D’Marco’s comments followed the BCC’s statement that it will host an anti-gay parade in protest to the LGBTI community’s celebrations, which are slated for October 2020.
In a statement released on Sunday, BCC President Bishop Delton Fernander said homosexuality is in “direct contradiction to the teachings of the Bible”.
“ … If the church has to take it to the level, we will book out some of the largest, maybe the stadium is the largest place,” he said.
“We have already engaged some of our friends around the world and they were coming for Operation Restoration and rebuilding, and we were planning a night of hope, but we would be more than happy to not only share that as a night of hope, but a restoring [of] Christian values in our country.”
However, D’Marco said the event next year is aimed to be “a new start for our country” as it relates to the treatment of the LGBTI community.
“At the heart of this are discussions around what The Bahamas should look to as it seeks to respect, tolerate and include LGBTI Bahamians; and nowhere in the conversation is the domination of the church or the religious,” she said.
“We aimed to bring religious LGBTI persons and allies together to celebrate their faith.”
She added, “Inequality and discrimination [continue] to be an issue for the LGBTI and other marginalized communities and we hope that with the continued cooperation and partnership with our government, we can see this change for the betterment of all.”
Pride Bahamas organizers have noted that most of their events will be private to ensure the safety of participants.
D’Marco said the BCC ignored two requests from her group to meet.
Fernander said, “They told us when they wanted to meet and it wasn’t good for us.”
He added, “So, if they’re requesting that meeting again, just request it but don’t demand.”
However, the emails D’Marco sent to the BCC did not make any demands.
In the first email, dated August 15, 2018, she wrote: “…I’d like to begin to bridge the gaps between the LGBTIQ community of The Bahamas and faith based leaders of our country in a dialogue.

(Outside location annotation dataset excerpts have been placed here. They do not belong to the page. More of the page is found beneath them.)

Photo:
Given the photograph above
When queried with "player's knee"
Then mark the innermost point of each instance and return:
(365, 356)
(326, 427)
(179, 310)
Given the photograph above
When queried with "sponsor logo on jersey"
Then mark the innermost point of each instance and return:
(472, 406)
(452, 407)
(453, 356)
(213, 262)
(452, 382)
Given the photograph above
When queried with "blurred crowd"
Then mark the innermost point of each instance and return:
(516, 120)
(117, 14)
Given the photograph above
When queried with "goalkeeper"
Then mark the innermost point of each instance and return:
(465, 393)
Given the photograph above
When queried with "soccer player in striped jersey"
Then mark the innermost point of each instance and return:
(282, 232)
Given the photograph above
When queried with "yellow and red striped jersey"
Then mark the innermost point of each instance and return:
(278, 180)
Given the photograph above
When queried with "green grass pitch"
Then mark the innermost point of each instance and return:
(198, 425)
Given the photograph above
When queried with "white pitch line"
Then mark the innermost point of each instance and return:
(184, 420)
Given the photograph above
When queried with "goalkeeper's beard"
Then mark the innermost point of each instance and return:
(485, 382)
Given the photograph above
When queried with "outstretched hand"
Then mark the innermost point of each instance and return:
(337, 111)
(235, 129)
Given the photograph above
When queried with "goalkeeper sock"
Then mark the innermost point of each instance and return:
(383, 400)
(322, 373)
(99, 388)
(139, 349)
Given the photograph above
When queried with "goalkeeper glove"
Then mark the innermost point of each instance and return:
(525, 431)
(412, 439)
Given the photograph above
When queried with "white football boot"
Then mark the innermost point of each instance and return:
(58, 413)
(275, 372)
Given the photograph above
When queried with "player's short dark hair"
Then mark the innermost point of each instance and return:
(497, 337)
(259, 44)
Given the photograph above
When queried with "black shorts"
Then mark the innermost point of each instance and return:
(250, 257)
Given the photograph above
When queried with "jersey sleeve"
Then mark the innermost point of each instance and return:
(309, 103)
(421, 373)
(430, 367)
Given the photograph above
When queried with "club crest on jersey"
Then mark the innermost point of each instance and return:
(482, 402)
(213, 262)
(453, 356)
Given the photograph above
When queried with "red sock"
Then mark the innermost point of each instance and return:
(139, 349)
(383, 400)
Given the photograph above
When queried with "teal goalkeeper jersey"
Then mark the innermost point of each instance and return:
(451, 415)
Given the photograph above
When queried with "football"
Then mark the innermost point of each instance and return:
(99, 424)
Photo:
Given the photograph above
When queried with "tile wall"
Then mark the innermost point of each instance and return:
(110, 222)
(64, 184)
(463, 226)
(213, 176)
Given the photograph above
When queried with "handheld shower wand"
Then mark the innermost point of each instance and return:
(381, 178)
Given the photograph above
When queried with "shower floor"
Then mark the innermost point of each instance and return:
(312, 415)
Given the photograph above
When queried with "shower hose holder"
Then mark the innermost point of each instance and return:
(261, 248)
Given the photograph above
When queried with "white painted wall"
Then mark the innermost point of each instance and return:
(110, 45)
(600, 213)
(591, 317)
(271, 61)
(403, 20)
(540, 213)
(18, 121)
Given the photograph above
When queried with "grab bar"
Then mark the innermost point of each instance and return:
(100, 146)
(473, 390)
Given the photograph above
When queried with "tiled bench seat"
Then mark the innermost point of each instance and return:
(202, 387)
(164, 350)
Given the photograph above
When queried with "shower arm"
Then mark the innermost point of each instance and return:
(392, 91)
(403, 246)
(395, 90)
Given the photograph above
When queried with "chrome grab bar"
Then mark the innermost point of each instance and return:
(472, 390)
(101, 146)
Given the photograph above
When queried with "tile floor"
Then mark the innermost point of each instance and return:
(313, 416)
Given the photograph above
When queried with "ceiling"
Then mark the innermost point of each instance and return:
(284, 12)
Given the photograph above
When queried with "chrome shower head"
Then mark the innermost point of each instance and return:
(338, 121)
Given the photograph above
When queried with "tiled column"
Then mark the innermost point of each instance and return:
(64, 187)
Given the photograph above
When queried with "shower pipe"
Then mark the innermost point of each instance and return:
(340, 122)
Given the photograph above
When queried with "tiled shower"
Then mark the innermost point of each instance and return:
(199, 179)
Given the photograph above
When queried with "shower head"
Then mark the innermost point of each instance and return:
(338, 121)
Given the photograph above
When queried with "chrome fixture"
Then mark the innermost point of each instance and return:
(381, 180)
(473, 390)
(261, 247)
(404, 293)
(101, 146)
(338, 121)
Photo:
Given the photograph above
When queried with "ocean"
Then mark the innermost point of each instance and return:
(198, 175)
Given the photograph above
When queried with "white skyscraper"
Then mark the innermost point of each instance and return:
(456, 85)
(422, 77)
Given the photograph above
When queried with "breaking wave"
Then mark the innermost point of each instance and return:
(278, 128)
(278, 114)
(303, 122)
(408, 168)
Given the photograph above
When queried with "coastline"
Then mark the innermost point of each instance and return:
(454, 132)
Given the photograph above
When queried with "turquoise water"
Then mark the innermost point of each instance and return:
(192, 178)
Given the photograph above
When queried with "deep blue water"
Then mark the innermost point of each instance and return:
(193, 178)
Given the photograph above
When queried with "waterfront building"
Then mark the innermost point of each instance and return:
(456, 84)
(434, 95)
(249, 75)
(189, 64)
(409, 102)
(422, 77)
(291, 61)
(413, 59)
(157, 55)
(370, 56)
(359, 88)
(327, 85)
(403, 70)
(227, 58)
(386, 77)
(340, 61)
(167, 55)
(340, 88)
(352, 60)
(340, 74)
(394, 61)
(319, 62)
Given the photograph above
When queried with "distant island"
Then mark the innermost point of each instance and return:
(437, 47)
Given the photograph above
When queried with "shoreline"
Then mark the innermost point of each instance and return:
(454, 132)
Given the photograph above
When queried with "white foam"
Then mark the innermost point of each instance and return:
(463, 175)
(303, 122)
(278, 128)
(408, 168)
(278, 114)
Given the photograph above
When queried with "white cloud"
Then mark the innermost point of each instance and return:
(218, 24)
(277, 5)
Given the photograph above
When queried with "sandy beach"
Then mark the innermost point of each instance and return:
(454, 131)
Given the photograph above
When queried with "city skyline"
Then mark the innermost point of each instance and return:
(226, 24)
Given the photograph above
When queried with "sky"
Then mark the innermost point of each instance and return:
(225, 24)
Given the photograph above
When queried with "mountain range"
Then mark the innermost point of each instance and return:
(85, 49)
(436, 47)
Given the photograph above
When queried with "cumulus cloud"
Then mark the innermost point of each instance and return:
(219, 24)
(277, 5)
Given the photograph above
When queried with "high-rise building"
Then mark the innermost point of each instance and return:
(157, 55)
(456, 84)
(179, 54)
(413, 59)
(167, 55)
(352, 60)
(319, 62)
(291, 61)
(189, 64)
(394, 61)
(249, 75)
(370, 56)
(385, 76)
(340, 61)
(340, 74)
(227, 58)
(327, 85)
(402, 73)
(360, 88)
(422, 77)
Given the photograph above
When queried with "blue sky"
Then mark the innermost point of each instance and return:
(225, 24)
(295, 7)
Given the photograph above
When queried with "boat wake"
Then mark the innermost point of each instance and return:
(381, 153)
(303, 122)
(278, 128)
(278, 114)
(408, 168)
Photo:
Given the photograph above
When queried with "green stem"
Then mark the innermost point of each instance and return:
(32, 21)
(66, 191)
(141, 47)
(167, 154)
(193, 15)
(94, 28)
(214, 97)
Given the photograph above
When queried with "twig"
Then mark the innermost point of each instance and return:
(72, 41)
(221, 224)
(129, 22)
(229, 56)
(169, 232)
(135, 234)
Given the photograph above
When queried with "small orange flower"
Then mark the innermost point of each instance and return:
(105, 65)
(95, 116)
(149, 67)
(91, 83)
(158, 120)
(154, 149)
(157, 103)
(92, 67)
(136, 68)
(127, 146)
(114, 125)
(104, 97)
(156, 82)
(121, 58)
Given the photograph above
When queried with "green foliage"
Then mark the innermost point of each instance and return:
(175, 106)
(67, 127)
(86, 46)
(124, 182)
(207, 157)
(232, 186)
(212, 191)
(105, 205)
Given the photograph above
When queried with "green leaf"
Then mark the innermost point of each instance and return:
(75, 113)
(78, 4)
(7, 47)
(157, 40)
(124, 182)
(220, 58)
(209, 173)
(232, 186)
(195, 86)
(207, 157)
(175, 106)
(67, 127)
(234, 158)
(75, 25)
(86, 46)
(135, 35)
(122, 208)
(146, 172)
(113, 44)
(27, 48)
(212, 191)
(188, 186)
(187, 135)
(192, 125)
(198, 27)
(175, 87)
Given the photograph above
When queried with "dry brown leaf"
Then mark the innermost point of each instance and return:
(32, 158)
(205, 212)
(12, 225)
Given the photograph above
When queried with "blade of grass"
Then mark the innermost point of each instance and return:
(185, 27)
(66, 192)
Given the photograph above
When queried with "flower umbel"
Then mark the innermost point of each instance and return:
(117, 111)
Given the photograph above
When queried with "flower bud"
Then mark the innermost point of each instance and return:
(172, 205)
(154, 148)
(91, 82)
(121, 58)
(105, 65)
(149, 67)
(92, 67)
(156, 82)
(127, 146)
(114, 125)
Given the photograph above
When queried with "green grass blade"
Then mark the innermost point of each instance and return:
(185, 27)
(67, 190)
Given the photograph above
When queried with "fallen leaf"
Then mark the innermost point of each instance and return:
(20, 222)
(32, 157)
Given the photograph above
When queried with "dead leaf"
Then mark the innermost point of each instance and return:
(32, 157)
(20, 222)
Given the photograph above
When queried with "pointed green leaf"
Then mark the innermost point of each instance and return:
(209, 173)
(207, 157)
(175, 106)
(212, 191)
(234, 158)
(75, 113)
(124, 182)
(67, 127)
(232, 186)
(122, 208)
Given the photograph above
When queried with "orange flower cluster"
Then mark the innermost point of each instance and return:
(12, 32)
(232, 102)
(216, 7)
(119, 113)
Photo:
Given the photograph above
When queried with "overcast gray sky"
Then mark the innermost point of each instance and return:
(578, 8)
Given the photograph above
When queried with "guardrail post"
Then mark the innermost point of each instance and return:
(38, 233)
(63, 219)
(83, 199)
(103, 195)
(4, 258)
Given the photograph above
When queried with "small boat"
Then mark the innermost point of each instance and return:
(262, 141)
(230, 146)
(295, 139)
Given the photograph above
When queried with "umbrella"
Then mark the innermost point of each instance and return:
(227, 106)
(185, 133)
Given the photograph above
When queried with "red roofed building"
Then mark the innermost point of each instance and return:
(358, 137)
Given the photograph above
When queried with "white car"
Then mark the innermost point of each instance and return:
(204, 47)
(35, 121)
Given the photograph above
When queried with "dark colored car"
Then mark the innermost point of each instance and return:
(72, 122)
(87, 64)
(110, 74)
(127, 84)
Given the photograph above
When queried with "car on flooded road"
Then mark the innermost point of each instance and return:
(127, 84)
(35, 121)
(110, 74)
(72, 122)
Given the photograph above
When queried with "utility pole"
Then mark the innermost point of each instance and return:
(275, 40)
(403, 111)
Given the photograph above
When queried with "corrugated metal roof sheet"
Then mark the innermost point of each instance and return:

There is a percentage of LGBTIQ Bahamians who identify as people of faith. Looking for a response to this request.”
A response came that day from Anglican Archdeacon James Palacious: “Received. Thank you.”
On December 14, 2018, D’Marco sent a second request for a meeting. It ended: “Is there availability in the first week of February 2019. Looking for a response to this request.”
There was no reply, according to D’Marco.